Joe is what I call “involuntarily retired.” A couple of years after Jason died, the company he worked for went through some downsizing. Joe was so burned out and drained from everything we had gone through that, when he found out someone was going to be laid off, he volunteered to be the one laid off even though he had seniority and no one wanted him to go. He figured it would be better for him to be laid off than some younger guy with young kids at home. Besides, he had plenty of working years left for another career, didn’t he? Well, that hasn’t exactly happened, either.

I’m not saying all this to make people feel sorry for me. I’m just reflecting on my life so far. I’m just saying that I feel like I’ve lost a lot of productive years – years I can never get back – after Jason died. I lost me. I lost my focus.

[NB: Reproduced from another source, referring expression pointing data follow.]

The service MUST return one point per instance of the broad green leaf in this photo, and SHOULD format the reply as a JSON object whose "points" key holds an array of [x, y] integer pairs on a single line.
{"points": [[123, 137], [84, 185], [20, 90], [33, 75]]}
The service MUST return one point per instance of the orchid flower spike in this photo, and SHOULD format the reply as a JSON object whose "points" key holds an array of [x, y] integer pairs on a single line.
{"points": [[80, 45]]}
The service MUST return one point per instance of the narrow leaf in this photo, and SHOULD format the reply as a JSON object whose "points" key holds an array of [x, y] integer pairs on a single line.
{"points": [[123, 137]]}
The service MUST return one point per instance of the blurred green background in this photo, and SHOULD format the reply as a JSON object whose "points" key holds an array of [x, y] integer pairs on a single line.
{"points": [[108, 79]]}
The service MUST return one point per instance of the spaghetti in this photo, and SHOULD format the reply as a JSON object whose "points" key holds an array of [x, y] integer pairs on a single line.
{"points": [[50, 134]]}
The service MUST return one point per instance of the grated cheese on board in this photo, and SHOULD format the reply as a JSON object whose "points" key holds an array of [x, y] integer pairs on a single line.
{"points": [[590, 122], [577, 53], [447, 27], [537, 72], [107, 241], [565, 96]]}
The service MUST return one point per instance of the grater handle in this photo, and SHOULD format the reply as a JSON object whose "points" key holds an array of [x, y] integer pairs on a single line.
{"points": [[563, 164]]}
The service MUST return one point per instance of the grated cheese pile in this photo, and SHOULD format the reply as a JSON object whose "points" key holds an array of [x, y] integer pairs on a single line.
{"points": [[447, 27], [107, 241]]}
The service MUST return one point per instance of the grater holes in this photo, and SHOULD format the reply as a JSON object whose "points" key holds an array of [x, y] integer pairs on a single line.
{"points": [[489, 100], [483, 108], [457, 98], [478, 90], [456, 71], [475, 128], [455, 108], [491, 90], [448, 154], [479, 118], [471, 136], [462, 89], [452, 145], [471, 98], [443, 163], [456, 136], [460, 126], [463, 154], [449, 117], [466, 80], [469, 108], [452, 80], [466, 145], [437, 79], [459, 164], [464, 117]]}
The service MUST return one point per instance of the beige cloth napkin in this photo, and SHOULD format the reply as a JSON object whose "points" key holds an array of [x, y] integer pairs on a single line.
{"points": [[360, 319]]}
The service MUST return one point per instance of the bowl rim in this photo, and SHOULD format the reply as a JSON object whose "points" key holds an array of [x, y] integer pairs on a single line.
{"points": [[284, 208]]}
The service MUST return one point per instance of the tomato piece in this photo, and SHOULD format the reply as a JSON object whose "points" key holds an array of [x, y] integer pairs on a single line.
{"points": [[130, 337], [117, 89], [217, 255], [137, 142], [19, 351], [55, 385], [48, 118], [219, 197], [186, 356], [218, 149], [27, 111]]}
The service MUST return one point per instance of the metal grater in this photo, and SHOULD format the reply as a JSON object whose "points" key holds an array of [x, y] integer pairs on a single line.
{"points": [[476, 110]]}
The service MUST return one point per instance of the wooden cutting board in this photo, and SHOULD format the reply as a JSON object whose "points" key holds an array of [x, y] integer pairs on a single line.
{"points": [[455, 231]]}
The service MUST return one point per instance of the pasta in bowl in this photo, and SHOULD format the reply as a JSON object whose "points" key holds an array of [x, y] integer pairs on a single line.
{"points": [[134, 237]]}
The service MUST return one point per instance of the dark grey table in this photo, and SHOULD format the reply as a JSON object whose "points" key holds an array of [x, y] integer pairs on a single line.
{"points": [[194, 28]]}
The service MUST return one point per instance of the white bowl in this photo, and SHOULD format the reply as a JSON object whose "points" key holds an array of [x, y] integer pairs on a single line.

I lost the life I once knew. I lost my hopes, dreams and plans. I feel like I didn’t accomplish much of anything in those years after Jason died. I really tried hard, but I felt like I was swimming in molasses. I guess that’s just another “cost” for me following the death of a child. I feel like I finally have the focus and energy to get back “on track,” whatever that is. Now if I only had more years to get done what I need to get done before I have to retire. I don’t feel like I have enough time left. Nothing I can do but do the best I can with the time I have.

Time is not always on our side, is it? Tick, tock. Tick, tock.

Has anyone else experienced the feeling of “lost” years/time following the death of a child? Would love to hear your input.

© 2014 Rebecca R. Carney

Money, money, money, money

From my journal dated October 29, 2002:

Finances are running a low now. I have a whole different attitude toward money than I used to. It’s just a tool to take care of our family. It’s never been a huge focus for us…otherwise I would have gone to work all these years instead of homeschooling our kids.

Money can’t buy what I want most – to have Jason back. It couldn’t buy protection for him against a stupid, thoughtless, drunk driver. After that, what’s money worth? It’s less than nothing in the whole scheme of things…other than a tool.